Groupe Renaissance abandonne la proposition de loi ‘non fait maison’ face aux restaurateurs

Mention "non fait maison" dans les restaurants : le groupe Renaissance retire sa proposition de loi
Sous la pression des syndicats de restaurateurs mécontents du texte, le groupe des députés Renaissance a retiré sa proposition de loi qui visait à imposer la mention "non fait maison" sur les menus des restaurants lorsque des plats ne l'étaient pas.
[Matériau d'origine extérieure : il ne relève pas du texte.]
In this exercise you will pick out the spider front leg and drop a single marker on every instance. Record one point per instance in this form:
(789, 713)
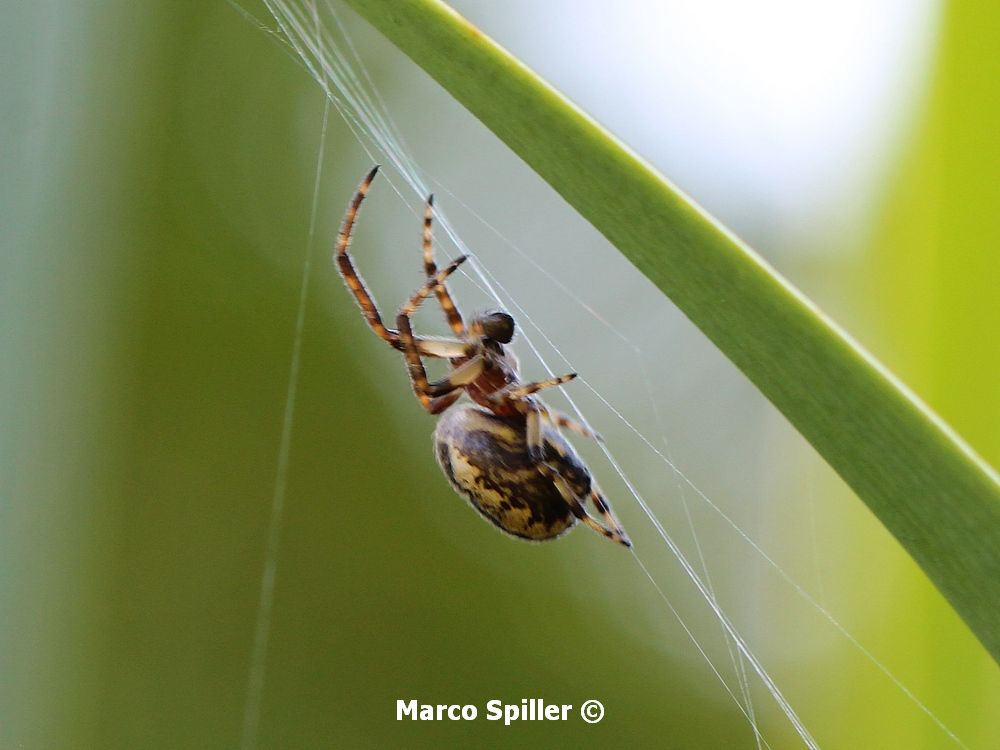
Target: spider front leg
(518, 391)
(444, 349)
(434, 397)
(451, 312)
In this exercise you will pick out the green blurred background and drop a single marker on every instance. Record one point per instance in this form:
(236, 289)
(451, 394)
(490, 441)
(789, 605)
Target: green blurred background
(157, 174)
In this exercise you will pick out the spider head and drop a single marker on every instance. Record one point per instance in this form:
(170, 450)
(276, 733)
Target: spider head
(496, 325)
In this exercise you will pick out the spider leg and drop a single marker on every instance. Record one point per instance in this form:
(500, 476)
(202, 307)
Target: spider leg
(561, 420)
(521, 390)
(351, 277)
(439, 404)
(535, 450)
(607, 515)
(462, 375)
(615, 534)
(428, 347)
(451, 312)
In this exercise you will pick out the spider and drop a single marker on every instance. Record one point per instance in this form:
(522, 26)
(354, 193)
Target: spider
(503, 452)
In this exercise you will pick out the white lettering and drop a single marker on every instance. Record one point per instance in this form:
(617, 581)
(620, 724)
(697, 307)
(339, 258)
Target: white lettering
(406, 709)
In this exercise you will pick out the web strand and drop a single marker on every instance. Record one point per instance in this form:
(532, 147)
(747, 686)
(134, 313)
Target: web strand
(359, 103)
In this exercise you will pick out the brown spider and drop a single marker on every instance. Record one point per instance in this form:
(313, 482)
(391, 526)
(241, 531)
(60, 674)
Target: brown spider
(504, 453)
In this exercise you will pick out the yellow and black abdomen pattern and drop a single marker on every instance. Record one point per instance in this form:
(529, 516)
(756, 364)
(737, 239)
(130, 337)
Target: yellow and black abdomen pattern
(485, 457)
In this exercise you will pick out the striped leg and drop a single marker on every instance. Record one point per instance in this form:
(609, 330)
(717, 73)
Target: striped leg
(615, 534)
(430, 271)
(522, 390)
(427, 347)
(424, 390)
(608, 516)
(561, 420)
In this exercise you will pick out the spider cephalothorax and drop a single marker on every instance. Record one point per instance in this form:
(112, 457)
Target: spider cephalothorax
(504, 452)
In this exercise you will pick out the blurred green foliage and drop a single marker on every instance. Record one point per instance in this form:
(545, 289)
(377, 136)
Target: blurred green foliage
(156, 185)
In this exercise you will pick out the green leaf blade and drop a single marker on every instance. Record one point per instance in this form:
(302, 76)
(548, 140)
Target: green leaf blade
(927, 487)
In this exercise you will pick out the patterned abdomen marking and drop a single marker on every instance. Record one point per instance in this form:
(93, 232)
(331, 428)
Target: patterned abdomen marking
(485, 457)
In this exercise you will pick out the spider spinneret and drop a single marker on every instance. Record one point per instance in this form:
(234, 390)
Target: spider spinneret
(503, 452)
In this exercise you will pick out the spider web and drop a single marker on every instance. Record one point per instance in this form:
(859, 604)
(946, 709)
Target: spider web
(317, 39)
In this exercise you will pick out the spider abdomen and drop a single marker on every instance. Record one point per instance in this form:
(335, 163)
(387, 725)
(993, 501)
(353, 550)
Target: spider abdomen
(485, 457)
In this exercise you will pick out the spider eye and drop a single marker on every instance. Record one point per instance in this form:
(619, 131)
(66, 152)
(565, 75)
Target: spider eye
(498, 326)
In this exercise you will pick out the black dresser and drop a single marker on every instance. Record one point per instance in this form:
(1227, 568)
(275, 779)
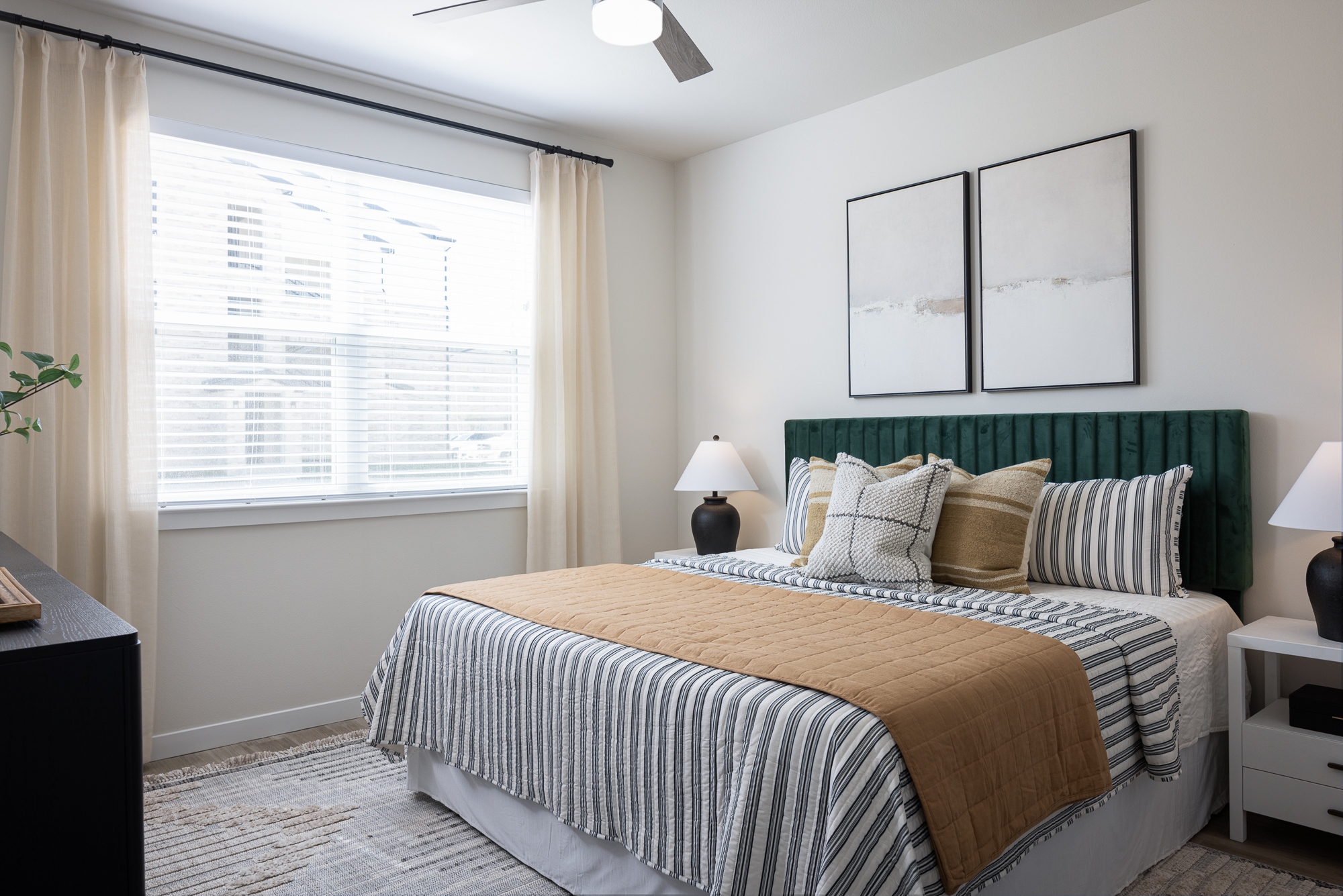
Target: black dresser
(71, 742)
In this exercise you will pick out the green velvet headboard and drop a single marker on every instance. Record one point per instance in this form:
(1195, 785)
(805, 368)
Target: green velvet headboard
(1216, 526)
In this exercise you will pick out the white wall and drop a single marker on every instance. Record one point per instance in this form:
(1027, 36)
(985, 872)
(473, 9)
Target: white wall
(1240, 115)
(264, 619)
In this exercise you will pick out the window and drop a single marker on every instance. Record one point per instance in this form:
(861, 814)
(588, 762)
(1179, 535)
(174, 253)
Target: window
(327, 332)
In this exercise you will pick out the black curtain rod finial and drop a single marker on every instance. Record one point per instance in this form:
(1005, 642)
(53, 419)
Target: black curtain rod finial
(108, 40)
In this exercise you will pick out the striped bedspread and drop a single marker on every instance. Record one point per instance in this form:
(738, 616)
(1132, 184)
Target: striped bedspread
(735, 784)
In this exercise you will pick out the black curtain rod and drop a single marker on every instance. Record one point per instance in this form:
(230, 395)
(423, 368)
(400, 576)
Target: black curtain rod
(108, 40)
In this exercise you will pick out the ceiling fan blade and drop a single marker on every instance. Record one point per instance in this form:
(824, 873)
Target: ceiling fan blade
(467, 8)
(679, 51)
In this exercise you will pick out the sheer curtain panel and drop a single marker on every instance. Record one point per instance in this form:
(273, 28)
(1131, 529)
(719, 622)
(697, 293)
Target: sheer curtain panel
(573, 502)
(77, 279)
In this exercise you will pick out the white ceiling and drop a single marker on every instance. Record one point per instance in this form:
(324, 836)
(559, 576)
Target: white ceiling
(776, 60)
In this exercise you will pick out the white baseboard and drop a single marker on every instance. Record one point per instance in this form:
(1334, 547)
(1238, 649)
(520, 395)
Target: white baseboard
(207, 737)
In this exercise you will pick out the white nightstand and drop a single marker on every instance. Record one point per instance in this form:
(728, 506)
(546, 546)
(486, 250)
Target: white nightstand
(680, 552)
(1279, 770)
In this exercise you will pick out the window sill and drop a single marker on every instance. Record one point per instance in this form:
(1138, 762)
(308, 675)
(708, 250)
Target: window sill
(264, 514)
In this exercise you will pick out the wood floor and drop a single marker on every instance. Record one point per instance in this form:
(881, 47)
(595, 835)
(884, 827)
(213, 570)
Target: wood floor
(1302, 851)
(263, 745)
(1295, 848)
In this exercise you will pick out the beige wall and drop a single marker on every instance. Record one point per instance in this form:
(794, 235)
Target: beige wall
(263, 619)
(1240, 115)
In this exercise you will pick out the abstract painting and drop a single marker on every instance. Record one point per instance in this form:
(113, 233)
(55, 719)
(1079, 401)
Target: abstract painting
(909, 281)
(1059, 267)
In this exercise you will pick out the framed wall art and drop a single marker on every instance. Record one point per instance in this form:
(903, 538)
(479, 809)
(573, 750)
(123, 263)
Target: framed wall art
(909, 287)
(1059, 267)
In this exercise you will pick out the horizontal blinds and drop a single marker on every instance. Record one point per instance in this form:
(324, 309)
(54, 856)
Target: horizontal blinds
(330, 333)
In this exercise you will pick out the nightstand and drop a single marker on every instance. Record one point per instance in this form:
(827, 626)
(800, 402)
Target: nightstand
(680, 552)
(1278, 770)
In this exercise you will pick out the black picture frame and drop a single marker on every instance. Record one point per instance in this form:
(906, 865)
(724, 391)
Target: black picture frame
(965, 270)
(986, 323)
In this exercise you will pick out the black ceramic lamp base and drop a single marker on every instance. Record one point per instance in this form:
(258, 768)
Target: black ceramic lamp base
(715, 525)
(1325, 587)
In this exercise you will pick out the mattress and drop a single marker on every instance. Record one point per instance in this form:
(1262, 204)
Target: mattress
(667, 815)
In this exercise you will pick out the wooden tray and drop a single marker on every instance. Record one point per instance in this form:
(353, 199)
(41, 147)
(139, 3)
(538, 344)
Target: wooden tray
(15, 601)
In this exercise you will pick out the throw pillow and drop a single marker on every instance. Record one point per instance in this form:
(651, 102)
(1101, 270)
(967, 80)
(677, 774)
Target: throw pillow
(796, 509)
(985, 528)
(878, 530)
(1121, 536)
(819, 495)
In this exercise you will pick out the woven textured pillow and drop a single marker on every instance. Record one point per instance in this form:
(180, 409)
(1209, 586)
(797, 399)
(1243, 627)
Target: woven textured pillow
(796, 509)
(819, 495)
(878, 530)
(1113, 534)
(985, 528)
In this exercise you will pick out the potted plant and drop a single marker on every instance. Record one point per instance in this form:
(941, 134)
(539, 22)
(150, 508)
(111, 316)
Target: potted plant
(49, 375)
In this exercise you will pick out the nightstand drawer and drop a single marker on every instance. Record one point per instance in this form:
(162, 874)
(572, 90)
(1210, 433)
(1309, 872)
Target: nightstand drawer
(1291, 800)
(1270, 744)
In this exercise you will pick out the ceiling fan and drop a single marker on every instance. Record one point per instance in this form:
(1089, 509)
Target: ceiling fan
(625, 23)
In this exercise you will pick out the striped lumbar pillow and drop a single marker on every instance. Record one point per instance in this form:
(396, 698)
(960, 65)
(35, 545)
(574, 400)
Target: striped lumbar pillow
(796, 510)
(878, 530)
(1113, 534)
(985, 528)
(823, 475)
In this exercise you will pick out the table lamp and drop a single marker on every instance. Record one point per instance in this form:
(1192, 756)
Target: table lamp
(715, 467)
(1317, 503)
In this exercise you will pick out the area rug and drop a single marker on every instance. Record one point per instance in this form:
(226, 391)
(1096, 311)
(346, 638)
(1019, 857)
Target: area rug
(334, 817)
(1197, 871)
(331, 817)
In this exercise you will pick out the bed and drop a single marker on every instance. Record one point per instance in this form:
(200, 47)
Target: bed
(813, 796)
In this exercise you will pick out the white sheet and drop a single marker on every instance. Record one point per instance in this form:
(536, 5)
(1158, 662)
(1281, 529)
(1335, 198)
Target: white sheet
(1102, 852)
(1200, 624)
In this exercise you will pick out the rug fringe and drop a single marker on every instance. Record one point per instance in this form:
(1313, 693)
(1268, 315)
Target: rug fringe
(189, 773)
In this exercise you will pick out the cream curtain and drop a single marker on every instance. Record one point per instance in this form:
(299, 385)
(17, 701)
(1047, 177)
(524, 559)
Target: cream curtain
(77, 279)
(573, 502)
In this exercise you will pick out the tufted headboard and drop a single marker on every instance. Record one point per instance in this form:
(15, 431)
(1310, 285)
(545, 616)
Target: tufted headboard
(1216, 525)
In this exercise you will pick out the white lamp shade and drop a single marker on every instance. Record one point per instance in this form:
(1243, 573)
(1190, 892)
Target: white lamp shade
(716, 467)
(1317, 499)
(628, 23)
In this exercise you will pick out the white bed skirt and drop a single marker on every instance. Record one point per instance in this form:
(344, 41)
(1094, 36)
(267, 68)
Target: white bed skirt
(1099, 854)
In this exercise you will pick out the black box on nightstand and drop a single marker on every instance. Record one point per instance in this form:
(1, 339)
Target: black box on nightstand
(1317, 709)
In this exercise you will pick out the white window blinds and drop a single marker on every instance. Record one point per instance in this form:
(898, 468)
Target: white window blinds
(331, 333)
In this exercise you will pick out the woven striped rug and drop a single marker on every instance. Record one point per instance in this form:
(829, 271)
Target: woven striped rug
(324, 819)
(1197, 871)
(334, 817)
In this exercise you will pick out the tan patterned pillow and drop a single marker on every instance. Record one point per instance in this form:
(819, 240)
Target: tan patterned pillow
(819, 498)
(985, 529)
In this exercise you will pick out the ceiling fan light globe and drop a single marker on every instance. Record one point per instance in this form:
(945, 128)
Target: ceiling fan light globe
(628, 23)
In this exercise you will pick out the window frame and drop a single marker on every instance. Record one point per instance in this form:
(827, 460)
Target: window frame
(248, 511)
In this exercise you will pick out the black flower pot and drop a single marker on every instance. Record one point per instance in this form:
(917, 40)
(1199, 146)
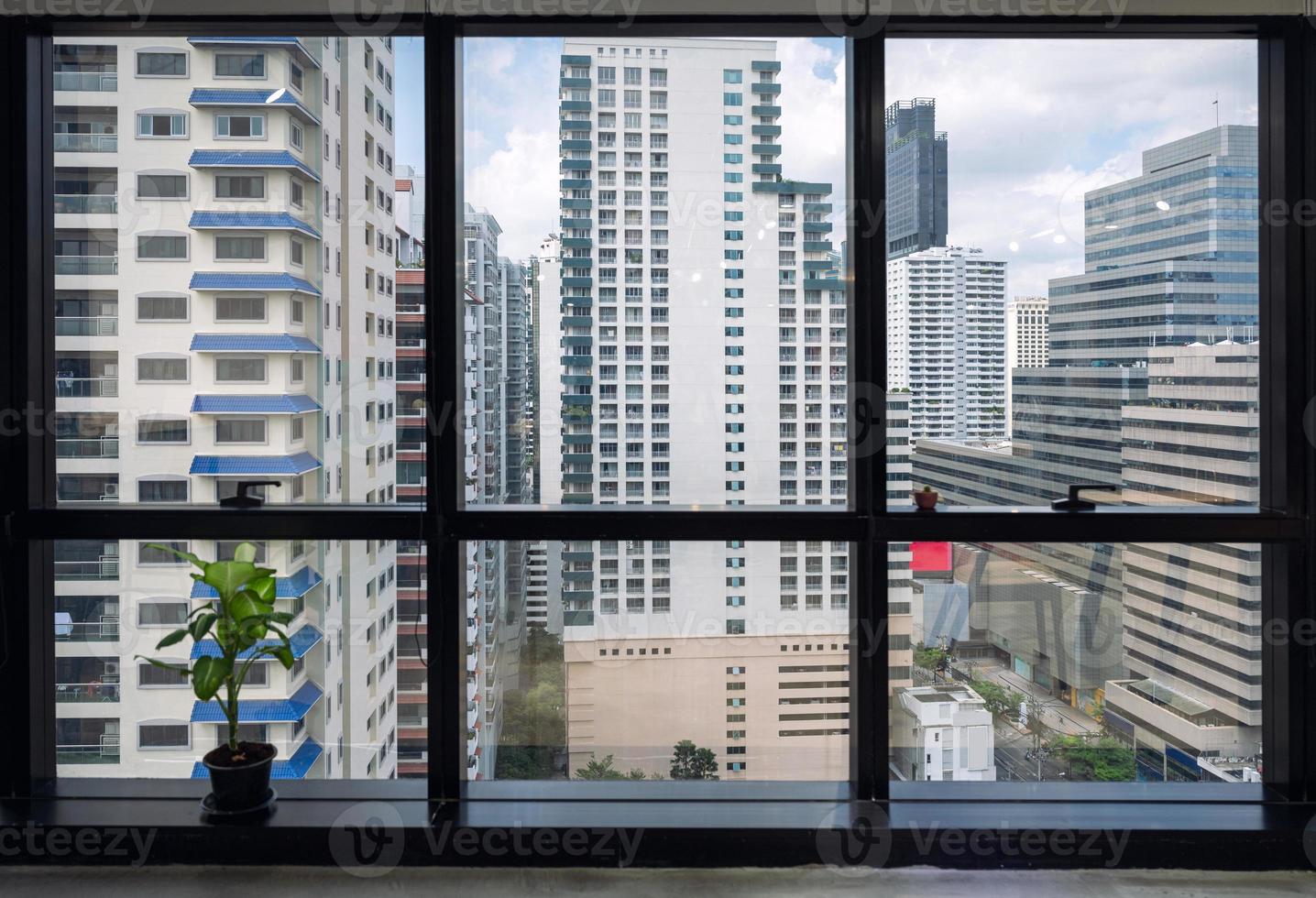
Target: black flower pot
(240, 783)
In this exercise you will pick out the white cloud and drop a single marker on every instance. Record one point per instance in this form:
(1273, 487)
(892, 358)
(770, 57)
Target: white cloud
(518, 183)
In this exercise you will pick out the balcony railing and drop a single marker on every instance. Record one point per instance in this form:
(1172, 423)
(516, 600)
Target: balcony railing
(86, 692)
(93, 631)
(104, 568)
(86, 204)
(97, 753)
(103, 325)
(86, 265)
(87, 448)
(86, 142)
(86, 81)
(84, 388)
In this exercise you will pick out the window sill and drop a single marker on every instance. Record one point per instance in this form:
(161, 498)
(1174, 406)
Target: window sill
(586, 832)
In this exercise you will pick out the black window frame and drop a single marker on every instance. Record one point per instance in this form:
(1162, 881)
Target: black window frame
(790, 814)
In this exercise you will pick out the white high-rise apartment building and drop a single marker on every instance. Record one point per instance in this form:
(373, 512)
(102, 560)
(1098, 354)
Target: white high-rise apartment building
(224, 283)
(696, 356)
(1026, 328)
(947, 343)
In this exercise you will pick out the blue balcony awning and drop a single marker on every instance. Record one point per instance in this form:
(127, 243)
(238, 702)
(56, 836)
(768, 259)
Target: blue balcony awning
(251, 343)
(284, 587)
(295, 768)
(210, 280)
(263, 710)
(250, 159)
(302, 641)
(263, 465)
(275, 404)
(225, 96)
(290, 44)
(250, 220)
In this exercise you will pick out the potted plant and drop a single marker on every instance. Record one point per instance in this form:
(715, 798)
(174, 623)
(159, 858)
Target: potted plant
(245, 627)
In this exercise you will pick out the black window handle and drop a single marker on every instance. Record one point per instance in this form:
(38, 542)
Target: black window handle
(241, 499)
(1074, 503)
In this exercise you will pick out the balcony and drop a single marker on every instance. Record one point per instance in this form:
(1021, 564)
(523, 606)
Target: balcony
(86, 265)
(86, 388)
(96, 753)
(86, 204)
(86, 692)
(86, 144)
(86, 81)
(100, 325)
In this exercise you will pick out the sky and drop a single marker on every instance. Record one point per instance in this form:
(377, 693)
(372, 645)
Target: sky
(1032, 126)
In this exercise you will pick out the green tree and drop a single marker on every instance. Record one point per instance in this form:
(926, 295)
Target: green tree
(1094, 757)
(929, 657)
(998, 699)
(604, 771)
(534, 715)
(693, 762)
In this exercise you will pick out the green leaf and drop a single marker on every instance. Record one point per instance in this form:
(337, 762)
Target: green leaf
(265, 587)
(245, 605)
(208, 674)
(229, 577)
(166, 665)
(184, 556)
(172, 639)
(202, 626)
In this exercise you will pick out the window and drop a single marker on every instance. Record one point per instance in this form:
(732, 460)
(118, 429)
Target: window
(1143, 662)
(160, 65)
(237, 430)
(240, 65)
(160, 186)
(240, 187)
(163, 735)
(162, 124)
(240, 369)
(240, 308)
(162, 307)
(160, 369)
(238, 246)
(231, 126)
(162, 430)
(162, 490)
(162, 246)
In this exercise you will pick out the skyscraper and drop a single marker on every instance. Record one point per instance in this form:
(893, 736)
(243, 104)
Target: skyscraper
(916, 213)
(1146, 391)
(1026, 325)
(694, 361)
(224, 290)
(947, 343)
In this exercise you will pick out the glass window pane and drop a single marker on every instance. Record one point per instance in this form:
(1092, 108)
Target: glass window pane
(1077, 663)
(334, 714)
(204, 280)
(1073, 270)
(658, 660)
(685, 339)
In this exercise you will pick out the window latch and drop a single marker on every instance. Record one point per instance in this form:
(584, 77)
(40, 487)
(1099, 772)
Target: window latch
(1074, 503)
(241, 499)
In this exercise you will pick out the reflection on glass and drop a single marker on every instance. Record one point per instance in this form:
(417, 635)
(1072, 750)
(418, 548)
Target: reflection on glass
(341, 711)
(687, 328)
(229, 220)
(1107, 663)
(654, 660)
(1075, 310)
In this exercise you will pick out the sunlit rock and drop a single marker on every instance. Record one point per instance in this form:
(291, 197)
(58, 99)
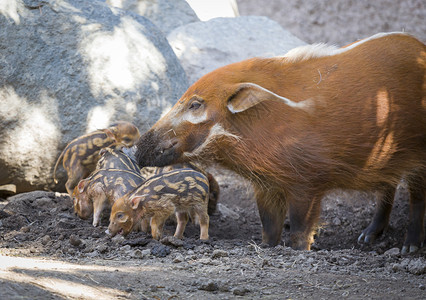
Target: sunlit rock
(165, 14)
(205, 46)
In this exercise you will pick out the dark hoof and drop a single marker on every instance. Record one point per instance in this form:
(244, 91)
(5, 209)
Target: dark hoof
(409, 249)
La lutte pour plus de transparence dans nos assiettes

Il est dit que la vérité est dans le vin mais quand il s’agit de la cuisine, les clients aiment également savoir à quoi ils ont affaire. C’était l’objectif d’une proposition de loi portée par le groupe de députés Renaissance, axée sur l’importance de cuisiner soi-même et d’éviter l’abus de produits transformés, le but ultime étant d’obtenir une plus grande transparence sur la nature des plats servis dans les restaurants. Malheureusement, ce texte, qui visait notamment à introduire la mention “non fait maison” sur les menus des établissements dont les mets ne le sont pas, a été rejeté le 19 mars, suite à l’objection des syndicats de restaurateurs qui le trouvaient trop indigeste.

Un second service à venir

La réaction du monde de la restauration a été rapide. Demande a été faite d’une réécriture du texte, une sorte de recette allégée, si vous voulez. Parmi les 175 000 restaurants en activité, à peine 4 % affichent fièrement un menu entièrement fait maison. Un score mince, si vous me passez l’expression. C’est dommage, car le label “fait maison” est de plus en plus attirant pour les gourmets. L’espoir n’est pas perdu, cependant. Le député MoDem Richard Ramos, un gourmand politique actif sur les sujets liés à l’alimentation, a déjà exprimé son désir de remettre le couvert et de proposer le texte lui-même. Espérons que ce second service sera à la hauteur des attentes !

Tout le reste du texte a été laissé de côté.